Clinical interpretation

From a practical perspective, this study supports the idea that surgeons may be able to choose the 1-strand or 2-strand approach based on technical preference (for example, number of tibial tunnels and ease of drilling) without expecting large differences in measured laxity or commonly used outcome scores at around 2 to 3 years.

The authors also note an observation that mean post-operative internal rotation was reduced compared to the contralateral knee (negative differential IR values). While reduced IR may theoretically be protective for graft survival in the short to midterm, the paper appropriately raises a caution: longer-term effects on the lateral compartment (cartilage stress or wear) were not assessed in a way that can answer that question here. This is especially relevant when counseling more lax patients and monitoring results over time after combined ACL ALL reconstruction.

Where objective laxity testing fits

The central clinical question in this paper was not only “how do patients feel?” but also “how stable is the knee?” The authors therefore paired clinical tests (Lachman and pivot shift) with an objective device-based assessment of side-to-side laxity using the Dyneelax arthrometer. That matters because clinical grading can be influenced by examiner technique, guarding, and patient habitus, and because subtle differences in rotational or anterior laxity may be difficult to quantify consistently without instrumentation.

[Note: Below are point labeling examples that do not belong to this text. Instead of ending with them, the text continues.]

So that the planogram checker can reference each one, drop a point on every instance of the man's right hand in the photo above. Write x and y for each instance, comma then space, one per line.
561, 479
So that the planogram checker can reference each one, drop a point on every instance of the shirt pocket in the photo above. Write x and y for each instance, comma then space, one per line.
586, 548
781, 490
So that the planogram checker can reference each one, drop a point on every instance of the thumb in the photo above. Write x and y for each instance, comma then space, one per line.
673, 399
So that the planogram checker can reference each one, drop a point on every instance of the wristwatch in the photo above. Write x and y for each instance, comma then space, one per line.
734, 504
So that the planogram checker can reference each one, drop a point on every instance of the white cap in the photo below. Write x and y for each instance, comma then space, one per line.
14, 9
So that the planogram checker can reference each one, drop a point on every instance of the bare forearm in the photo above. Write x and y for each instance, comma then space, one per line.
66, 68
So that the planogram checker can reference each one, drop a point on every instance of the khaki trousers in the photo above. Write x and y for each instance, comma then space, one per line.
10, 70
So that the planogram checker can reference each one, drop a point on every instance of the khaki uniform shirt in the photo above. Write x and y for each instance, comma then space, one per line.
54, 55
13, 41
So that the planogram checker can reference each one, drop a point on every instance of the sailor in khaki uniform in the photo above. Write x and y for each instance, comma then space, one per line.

In day-to-day follow-up, objective laxity data can help contextualize symptoms and functional progression, particularly when patients report instability despite reassuring strength testing or acceptable patient-reported outcome scores. Device-based measurements can also support comparisons between surgical variants, rehab protocols, or return-to-sport timelines in combined ACL ALL reconstruction. Importantly, arthrometer testing complements, but does not replace, MRI and clinical examination when evaluating suspected retear, graft elongation, new meniscal injury, or other intra-articular pathology.

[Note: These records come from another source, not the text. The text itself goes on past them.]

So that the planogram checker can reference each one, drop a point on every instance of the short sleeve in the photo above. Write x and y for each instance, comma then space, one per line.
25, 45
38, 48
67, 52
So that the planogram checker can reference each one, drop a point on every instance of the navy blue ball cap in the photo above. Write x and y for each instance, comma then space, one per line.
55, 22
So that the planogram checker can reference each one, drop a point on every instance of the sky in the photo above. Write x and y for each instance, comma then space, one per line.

If you are standardizing your measurement approach across visits, see the background on the Dyneelax knee arthrometer (the device type used in this study) and, for anterior laxity assessment workflows commonly used in ACL practice, the GNRB arthrometer.

Study limitations and what we cannot verify

Several limitations in the PDF affect how confidently these findings can be generalized. The study is retrospective and, even with propensity score matching, residual confounding is likely. Matching did not account for all potentially influential pre-operative variables (the authors explicitly mention items such as meniscal injury and pre-operative laxity measures).

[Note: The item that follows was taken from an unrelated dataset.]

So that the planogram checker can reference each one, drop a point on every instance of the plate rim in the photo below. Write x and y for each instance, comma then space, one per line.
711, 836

Pre-operative laxity was not measured objectively with an arthrometer, so the magnitude of improvement from pre-op to post-op cannot be quantified or compared between techniques. Tunnel placement was not analyzed, which may matter for long-term biomechanics. In addition, follow-up is short to midterm, and the paper itself calls for longer-term evaluation related to reduced internal rotation and potential lateral compartment effects.

Finally, the provided PDF does not include enough detail to verify certain potentially relevant clinical subgroups (for example, detailed tear patterns, repair techniques, or cartilage status across groups) beyond what the authors summarized.

Key takeaways

  • At a mean follow-up of about 2 to 3 years, the 1-strand and 2-strand techniques showed no significant differences in objective AT or IR laxity, clinical grades, or common patient-reported scores.
  • Retears requiring revision were reported in both groups (3 vs 2 in the matched cohorts), with no significant difference stated.
  • For surgeons considering technical trade-offs (one tibial tunnel vs two), the findings suggest similar midterm stability and function in combined ACL ALL reconstruction.
  • Objective arthrometer testing (as used here) can strengthen follow-up by adding quantifiable side-to-side laxity data alongside clinical exam and MRI, especially when symptoms and exam do not fully align.